The structure of the device for making the drug film electrode is shown in Figure 9. The electrochemical synthesis uses a three-electrode electrolytic cell device. The electrolytic cell 24 is a 50ml glass cuvette, the constant temperature water inlet 25 is located on the low side, and the constant temperature water outlet 26 is located on the high side. , the electrolytic cell 24 contains the working electrode (that is, the inert metal sheet to be plated, which is the drug film electrode 3 after plating), the platinum auxiliary electrode 23, and the calomel electrode (SCE) or silver/silver chloride (Ag/AgCl) The reference electrode 22; the working electrode is used as the anode of the electrolytic cell 24 in the electropolymerization process, and the oxidation reaction occurs, which is controlled by the CHI660E electrochemical workstation 21, and the deposition solution (15ml) contains 0.2M polypyrrole (PPy, the molecular formula is C ₄ H _{5 )} N) and 0.3M dexamethasone disodium phosphate, the actual electrode area in the deposition solution, ie the area covered by the resulting polymer drug film, was 100-300 mm ² . In the potentiostatic chronostatic mode, a constant potential of 1.0V (0.5-1.5V range) was used relative to the reference electrode.

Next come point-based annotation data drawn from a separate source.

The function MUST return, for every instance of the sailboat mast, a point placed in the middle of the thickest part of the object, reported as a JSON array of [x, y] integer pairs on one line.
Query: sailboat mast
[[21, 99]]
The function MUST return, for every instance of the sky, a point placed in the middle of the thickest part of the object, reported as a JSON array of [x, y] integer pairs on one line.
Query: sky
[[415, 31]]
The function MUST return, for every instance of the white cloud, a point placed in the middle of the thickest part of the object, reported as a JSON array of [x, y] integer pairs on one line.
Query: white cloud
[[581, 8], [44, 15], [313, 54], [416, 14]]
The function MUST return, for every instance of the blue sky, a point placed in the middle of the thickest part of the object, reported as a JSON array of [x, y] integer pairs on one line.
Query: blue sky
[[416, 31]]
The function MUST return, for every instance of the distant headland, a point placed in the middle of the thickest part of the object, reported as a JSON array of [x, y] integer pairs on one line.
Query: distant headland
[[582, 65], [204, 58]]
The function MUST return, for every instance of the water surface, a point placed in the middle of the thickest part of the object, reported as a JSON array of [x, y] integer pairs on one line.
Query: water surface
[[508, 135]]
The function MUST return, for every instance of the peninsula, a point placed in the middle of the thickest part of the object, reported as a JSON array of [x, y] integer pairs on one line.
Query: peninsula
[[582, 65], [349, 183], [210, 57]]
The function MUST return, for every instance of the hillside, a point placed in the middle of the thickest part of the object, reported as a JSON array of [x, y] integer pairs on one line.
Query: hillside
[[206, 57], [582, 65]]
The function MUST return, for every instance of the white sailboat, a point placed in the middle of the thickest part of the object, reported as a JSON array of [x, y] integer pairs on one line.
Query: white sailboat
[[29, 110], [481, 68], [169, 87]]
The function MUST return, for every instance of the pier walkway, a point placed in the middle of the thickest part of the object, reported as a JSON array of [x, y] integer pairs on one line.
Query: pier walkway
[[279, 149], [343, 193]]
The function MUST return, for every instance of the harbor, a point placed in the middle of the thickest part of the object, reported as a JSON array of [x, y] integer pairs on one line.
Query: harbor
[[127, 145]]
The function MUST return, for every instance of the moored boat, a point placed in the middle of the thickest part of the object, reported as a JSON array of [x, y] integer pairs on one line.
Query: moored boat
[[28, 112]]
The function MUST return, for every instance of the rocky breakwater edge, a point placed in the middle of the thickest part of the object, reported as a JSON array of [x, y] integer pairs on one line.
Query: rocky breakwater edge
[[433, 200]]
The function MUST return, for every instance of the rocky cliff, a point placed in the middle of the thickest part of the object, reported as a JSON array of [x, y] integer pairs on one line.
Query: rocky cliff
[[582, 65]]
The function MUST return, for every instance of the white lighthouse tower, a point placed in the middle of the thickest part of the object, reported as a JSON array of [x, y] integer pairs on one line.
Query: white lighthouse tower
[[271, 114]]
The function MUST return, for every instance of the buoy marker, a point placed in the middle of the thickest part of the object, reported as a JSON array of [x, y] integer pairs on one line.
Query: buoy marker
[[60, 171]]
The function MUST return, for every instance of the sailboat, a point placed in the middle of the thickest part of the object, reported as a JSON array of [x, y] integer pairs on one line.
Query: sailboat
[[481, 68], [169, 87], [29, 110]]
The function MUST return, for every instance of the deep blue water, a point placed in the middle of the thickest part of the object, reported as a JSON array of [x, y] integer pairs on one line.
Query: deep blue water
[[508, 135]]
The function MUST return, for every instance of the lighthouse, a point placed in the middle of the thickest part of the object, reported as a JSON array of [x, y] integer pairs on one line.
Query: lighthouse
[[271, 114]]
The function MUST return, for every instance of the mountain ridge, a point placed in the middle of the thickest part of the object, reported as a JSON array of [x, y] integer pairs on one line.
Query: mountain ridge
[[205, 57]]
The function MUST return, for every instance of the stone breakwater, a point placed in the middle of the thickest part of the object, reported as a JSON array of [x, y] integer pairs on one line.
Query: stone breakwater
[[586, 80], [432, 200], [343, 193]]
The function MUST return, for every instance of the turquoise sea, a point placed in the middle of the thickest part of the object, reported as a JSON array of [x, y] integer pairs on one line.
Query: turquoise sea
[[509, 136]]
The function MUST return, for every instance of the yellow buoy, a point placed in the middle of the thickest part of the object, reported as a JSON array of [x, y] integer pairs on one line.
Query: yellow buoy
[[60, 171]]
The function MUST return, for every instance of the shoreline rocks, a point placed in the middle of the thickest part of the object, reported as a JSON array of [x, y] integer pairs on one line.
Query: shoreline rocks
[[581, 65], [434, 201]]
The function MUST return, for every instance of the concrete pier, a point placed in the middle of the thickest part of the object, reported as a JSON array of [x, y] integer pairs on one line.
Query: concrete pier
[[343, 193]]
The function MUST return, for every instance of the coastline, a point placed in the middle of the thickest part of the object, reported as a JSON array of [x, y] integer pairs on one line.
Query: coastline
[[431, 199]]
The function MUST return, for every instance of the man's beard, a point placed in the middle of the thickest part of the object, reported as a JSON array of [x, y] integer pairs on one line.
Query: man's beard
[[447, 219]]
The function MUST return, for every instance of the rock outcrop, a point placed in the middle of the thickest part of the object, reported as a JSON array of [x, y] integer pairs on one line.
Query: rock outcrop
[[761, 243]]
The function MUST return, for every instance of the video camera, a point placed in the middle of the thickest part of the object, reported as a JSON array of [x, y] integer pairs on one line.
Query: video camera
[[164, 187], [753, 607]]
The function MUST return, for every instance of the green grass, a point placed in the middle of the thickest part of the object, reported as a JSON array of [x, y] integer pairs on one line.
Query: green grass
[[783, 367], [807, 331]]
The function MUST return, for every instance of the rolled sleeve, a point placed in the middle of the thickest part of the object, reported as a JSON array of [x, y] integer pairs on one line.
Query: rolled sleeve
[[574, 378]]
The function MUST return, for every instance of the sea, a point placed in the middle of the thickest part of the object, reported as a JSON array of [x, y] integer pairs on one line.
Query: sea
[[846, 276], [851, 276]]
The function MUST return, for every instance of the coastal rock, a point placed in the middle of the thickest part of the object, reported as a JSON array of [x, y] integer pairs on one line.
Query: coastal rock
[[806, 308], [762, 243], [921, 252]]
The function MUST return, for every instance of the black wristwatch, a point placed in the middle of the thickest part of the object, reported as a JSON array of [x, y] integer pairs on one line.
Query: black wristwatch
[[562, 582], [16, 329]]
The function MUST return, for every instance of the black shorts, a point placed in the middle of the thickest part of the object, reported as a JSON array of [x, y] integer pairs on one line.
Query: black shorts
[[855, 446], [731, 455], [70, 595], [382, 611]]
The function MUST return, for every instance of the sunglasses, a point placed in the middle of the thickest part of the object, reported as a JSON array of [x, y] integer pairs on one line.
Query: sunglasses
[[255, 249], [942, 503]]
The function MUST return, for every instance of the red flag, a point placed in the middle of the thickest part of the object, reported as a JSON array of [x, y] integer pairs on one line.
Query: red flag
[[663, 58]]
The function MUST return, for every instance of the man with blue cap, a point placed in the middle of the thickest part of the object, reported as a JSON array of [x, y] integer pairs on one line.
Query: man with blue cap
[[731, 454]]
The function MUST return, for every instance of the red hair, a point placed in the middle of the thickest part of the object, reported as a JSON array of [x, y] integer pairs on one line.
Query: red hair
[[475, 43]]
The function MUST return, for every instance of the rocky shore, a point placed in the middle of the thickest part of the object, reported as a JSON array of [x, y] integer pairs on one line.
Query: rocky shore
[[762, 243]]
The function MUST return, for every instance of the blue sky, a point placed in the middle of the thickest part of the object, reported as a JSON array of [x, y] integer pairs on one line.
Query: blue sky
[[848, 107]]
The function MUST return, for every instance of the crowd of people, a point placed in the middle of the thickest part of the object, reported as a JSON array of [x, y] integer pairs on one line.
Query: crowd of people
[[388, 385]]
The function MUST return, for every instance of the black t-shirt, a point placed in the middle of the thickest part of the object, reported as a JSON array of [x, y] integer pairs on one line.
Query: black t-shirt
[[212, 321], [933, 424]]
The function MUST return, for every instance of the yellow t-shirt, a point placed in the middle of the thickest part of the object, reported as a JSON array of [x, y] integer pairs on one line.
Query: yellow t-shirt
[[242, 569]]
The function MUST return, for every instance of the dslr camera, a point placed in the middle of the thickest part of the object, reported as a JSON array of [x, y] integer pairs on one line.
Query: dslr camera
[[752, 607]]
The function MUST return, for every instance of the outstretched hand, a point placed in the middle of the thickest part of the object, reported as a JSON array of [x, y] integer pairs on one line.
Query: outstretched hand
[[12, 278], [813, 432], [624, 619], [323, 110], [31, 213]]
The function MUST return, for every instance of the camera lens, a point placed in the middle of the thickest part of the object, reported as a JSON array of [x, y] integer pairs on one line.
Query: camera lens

The amount of material deposited on the surface of the working electrode 3 is controlled by the total charge during the deposition process over time. The deposited charge density is 10-100 mC/cm ² , of which 25-50 mC/cm ² is the best in terms of film stability and release efficiency.

The basic principle of one-step electropolymerization of polypyrrole and dexamethasone is as follows:

In the presence of A- (anionic or negatively charged biomolecules or drugs), the pyrrole monomer is oxidized and electropolymerized, and the resulting polymer is deposited on the anode. Since the polymer backbone is positively charged, the negatively charged drug ions are incorporated to maintain charge neutrality, the negatively charged ear drug is dexamethasone disodium phosphate (DXMS), present on the dexamethasone steroid ring structure The phosphate group imparts a negative charge to the drug, allowing it to be synthesized into the polypyrrole after electropolymerization.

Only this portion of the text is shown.